Woo hoo! I just finished my final layout for the Ms. Pac-Man challenge.
I live in Hawaii, which means that the closest land-based destination outside of the archipelago is about five hours away. I dread flying across the massive expanse of the Pacific Ocean, with no nearby airports in sight just in case an engine fails or the cabin fills with smoke or the pilot realizes that we have run out of gas or the aircraft overheats or the entire crew comes down with food poisoning or a crazed idiot throws open one of the doors or a sudden storm appears or the plane simply becomes like a Looney Tunes character -- in realizing that it is hovering in midair, it suddenly drops out of the sky.
I'm a reasonably intelligent being (despite the madness you just read in the previous paragraph), and I do understand that this thing called Science keeps the plane up in the sky, but I'm also somewhat of a fatalist and a worrier and a nutcase, so my faith in Science tends to waver when faced with the prospect of being on a plane.
Still, even though that fear takes hold of my mind, I won't let it rule me. I want to travel, and I will. I don't want to be that person who won't let herself experience life because of the daunting What If.
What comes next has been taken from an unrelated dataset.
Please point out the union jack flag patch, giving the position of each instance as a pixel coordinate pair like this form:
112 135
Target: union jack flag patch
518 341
So I get on the plane. I pray. I study the flight crew's expressions. I hold my husband's hand and bury my face in his shoulder. I shake my head at my daughter, who thinks flying is "fun." I pretty much dehydrate myself, so that I won't have to get up to use the restroom mid-flight, drinking water only during the last hour. I try to sleep, though that's impossible for me (why can't I sleep upright? WHY?). I settle for controlling my breathing. Noise cancellation headphones help -- a lot -- even though the playlist that my daughter made for me for our recent trip has led me to notice that way too many songs contain the words "crash" and "burn."
Even though I'm sure that I'll always be afraid of flying, I'm going to keep flying. I will do the thing that scares me, because on the other side of that is wonder and discovery and learning and growth. Dealing with my fear is the only way I'll learn to be brave.